A boy weighing 4.2 102 N jumps from a height of 1.80 m to the ground below. Assume that the force of the ground on his feet is constant.
(a) Compute the force of the ground on his feet if he jumps stiff-legged, the ground compresses 2.20 cm, and the compression of tissue and bones is negligible.
(b) Compute the force his legs exert on his upper body (trunk, arms, and head), which weighs 2.50 102 N, under the conditions assumed above.
(c) Now suppose that his knees bend on impact, so that his trunk moves downward 44.0 cm during deceleration. Compute the force his legs exert on his upper body.
To solve parts (a), (b), and (c) of this problem, we'll need to apply the principles of kinematics and Newton's laws of motion.
(a) To compute the force of the ground on the boy's feet if he jumps stiff-legged, we can use the concept of work done by compression. The work done by the force of the ground is equal to the change in potential energy. The formula to calculate work done is given by:
Work = Force x Distance
In this case, the distance is the compression of the ground, which is given as 2.20 cm (or 0.022 m). The gravitational potential energy is equal to the boy's weight times the height from which he jumps, which is (4.2 * 10^2 N) * (1.80 m).
So, the work done by the ground is equal to the change in potential energy:
Work = (4.2 * 10^2 N) * (1.80 m) = 7.56 * 10^2 J
Since work is equal to force multiplied by distance, we can rearrange the formula to solve for force:
Force = Work / Distance
Force = (7.56 * 10^2 J) / (0.022 m) ≈ 3.44 * 10^4 N
Therefore, the force of the ground on the boy's feet when he jumps stiff-legged is approximately 3.44 * 10^4 N.
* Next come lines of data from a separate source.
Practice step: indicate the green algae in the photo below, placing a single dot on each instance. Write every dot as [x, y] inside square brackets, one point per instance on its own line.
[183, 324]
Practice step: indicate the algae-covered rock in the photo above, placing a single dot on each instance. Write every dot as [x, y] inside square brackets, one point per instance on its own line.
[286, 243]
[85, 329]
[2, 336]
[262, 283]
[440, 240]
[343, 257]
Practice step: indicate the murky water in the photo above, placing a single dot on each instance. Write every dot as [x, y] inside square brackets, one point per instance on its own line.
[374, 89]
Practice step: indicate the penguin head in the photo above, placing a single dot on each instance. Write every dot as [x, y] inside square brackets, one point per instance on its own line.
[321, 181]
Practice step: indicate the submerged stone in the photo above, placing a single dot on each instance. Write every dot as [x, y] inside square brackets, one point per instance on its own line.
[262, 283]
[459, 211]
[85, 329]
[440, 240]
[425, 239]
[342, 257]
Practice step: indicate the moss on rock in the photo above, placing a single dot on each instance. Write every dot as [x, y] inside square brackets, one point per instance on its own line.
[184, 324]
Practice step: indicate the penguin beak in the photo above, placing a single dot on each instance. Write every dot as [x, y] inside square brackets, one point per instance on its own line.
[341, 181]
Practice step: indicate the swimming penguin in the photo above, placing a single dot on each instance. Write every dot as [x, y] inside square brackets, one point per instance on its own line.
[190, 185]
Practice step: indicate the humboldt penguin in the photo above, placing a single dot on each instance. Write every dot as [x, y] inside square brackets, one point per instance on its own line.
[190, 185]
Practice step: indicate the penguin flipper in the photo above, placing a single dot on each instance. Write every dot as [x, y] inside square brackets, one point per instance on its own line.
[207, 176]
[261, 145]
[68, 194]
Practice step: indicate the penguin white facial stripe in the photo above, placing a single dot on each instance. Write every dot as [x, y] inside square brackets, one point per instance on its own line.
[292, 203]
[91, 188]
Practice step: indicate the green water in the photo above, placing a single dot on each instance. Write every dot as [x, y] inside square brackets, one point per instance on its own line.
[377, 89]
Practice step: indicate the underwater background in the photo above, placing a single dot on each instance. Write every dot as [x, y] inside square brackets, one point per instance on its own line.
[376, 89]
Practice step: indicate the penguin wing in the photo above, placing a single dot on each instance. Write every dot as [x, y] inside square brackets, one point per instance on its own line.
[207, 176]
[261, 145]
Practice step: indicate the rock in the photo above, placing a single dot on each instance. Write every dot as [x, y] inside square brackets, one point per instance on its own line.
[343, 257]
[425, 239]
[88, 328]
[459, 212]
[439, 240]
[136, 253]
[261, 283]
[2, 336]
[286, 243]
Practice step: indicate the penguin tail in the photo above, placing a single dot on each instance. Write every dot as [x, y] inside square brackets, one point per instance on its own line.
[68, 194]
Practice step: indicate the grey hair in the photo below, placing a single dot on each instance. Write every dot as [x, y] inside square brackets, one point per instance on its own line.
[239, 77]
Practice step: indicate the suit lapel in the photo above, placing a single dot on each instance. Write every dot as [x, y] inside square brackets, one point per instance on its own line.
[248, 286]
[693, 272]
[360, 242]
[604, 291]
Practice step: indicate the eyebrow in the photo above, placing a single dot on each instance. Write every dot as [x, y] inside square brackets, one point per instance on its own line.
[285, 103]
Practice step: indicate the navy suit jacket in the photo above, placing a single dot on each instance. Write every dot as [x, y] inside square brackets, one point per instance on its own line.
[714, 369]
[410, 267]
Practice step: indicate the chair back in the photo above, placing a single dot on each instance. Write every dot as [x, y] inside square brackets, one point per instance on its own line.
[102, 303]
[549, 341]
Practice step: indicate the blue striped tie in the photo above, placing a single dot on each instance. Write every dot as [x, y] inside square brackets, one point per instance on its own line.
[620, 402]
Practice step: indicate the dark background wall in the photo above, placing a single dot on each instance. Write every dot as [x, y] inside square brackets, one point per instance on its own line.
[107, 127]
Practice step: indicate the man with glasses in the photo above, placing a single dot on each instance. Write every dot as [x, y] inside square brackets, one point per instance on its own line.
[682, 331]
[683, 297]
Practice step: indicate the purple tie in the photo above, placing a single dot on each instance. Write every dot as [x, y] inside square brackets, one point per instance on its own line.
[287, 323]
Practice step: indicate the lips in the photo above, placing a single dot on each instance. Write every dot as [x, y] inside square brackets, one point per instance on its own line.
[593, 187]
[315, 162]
(b) To compute the force his legs exert on his upper body under the given conditions, we can use Newton's third law of motion, which states that for every action, there is an equal and opposite reaction.
The force his legs exert on his upper body is equal to the force of the ground on his feet, since they are connected and facing in opposite directions. Therefore, the force his legs exert on his upper body is also approximately 3.44 * 10^4 N.
(c) In this case, since the boy's knees bend on impact, his trunk moves downward during deceleration by 44.0 cm (or 0.44 m). We need to calculate the change in potential energy and use it to find the force exerted by his legs on his upper body.
The change in potential energy is given by the weight of his upper body multiplied by the change in height:
Change in potential energy = (2.50 * 10^2 N) * (0.44 m)
Since work equals force multiplied by distance, the work done by the boy's legs is equal to the change in potential energy. Therefore, the force his legs exert on his upper body can be calculated using the formula:
Force = Change in potential energy / Distance
Force = ((2.50 * 10^2 N) * (0.44 m)) / (0.44 m) = 2.50 * 10^2 N
Hence, the force his legs exert on his upper body when his knees bend on impact is 2.50 * 10^2 N.
In summary:
(a) The force of the ground on his feet when he jumps stiff-legged is approximately 3.44 * 10^4 N.
(b) The force his legs exert on his upper body under the given conditions is approximately 3.44 * 10^4 N.
(c) The force his legs exert on his upper body when his knees bend on impact is 2.50 * 10^2 N.